Edmund L. Coombs

Biographical details
- Born: September 23, 1919 Boothbay Harbor, Maine, U.S.
- Died: February 7, 1986 (aged 66) Brunswick, Maine, U.S.

Coaching career (HC unless noted)

Men's basketball
- 1950–1957: Bowdoin

Baseball
- 1969–1979: Bowdoin

Administrative career (AD unless noted)
- 1971–1981: Bowdoin

Head coaching record
- Overall: 52–82 (Men's basketball) 60–127 (Baseball)

= Edmund L. Coombs =

American coach and athletic director (1919–1986)

Edmund Lawrence Coombs (September 23, 1919 – February 7, 1986) was an American coach and administrator who was the athletic director and head men's basketball and baseball coach at Bowdoin College.

==Early life==
A native of Boothbay Harbor, Maine, Coombs prepared for college at Boothbay Harbor High School and Hebron Academy. He was a three sport athlete (football, basketball, and baseball) at Hebron and was the third ranking student in the class of 1938, which also included Amo Bessone. He attended Bowdoin College, where he played catcher for the Polar Bears' baseball team and halfback on the football team. He was captain of Bowdoin's 1942 baseball team. Coombs graduated in the fall of 1942 and entered the United States Marine Corps. He was a First lieutenant with the 3rd Marine Division and participated in island invasions in the Pacific War. He was wounded in action and discharged in October 1945.

==Career==
In 1945, Coombs coached Bowdoin's informal football team. He was an assistant football coach in 1946 and joined the athletic staff full-time the following year as an assistant football and baseball coach. He later served as the freshman basketball coach and in 1950, succeeded Dinny Shay as varsity coach. In seven seasons, he compiled a 52–82 record. In 1957, he returned to the freshman team and was replaced by former Boston Celtics player Bob Donham.

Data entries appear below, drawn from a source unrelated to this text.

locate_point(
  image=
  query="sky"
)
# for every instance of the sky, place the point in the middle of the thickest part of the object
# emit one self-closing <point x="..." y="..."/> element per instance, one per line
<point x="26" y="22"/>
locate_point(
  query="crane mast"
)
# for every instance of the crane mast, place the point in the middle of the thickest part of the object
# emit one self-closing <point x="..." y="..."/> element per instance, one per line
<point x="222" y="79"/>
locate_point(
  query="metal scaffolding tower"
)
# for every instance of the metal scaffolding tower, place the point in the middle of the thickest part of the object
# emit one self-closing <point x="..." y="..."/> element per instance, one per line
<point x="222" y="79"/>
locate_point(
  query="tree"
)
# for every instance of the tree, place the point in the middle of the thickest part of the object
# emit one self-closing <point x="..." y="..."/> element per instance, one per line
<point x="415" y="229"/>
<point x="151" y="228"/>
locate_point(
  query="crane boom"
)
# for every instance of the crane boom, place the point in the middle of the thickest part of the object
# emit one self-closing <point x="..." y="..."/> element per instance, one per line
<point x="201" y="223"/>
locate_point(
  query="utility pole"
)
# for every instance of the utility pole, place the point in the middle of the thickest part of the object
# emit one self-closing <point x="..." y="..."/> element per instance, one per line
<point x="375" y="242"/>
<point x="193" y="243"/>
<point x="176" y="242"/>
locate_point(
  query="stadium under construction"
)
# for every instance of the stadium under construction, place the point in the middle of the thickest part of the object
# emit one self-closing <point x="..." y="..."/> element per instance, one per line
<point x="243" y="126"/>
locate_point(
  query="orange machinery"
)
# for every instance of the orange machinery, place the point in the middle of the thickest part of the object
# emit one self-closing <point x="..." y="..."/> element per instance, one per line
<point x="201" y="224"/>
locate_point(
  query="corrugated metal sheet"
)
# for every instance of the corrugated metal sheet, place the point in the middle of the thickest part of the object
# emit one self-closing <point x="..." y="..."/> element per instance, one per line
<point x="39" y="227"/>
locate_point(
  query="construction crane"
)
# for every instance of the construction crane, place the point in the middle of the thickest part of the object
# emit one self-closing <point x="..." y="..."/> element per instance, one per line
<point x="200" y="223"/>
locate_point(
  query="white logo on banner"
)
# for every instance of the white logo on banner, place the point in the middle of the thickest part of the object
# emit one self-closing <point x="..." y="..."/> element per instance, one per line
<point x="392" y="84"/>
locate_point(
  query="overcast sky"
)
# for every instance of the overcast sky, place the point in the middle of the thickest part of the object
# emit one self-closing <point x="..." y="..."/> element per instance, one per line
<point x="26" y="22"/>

In 1969, Bowdoin's baseball coach Danny MacFayden was granted indefinite sick leave and Coombs succeeded him as varsity baseball coach. In 1971, he took over as acting athletic director following the resignation of Daniel K. Stuckey. He was given the AD's job the following June. He resigned as baseball coach prior to the 1980 season. His record over eleven seasons was 60–127. In February 1981, Coombs announced that he would retire effective September 30. Coombs died February 7, 1986 at a hospital in Brunswick, Maine.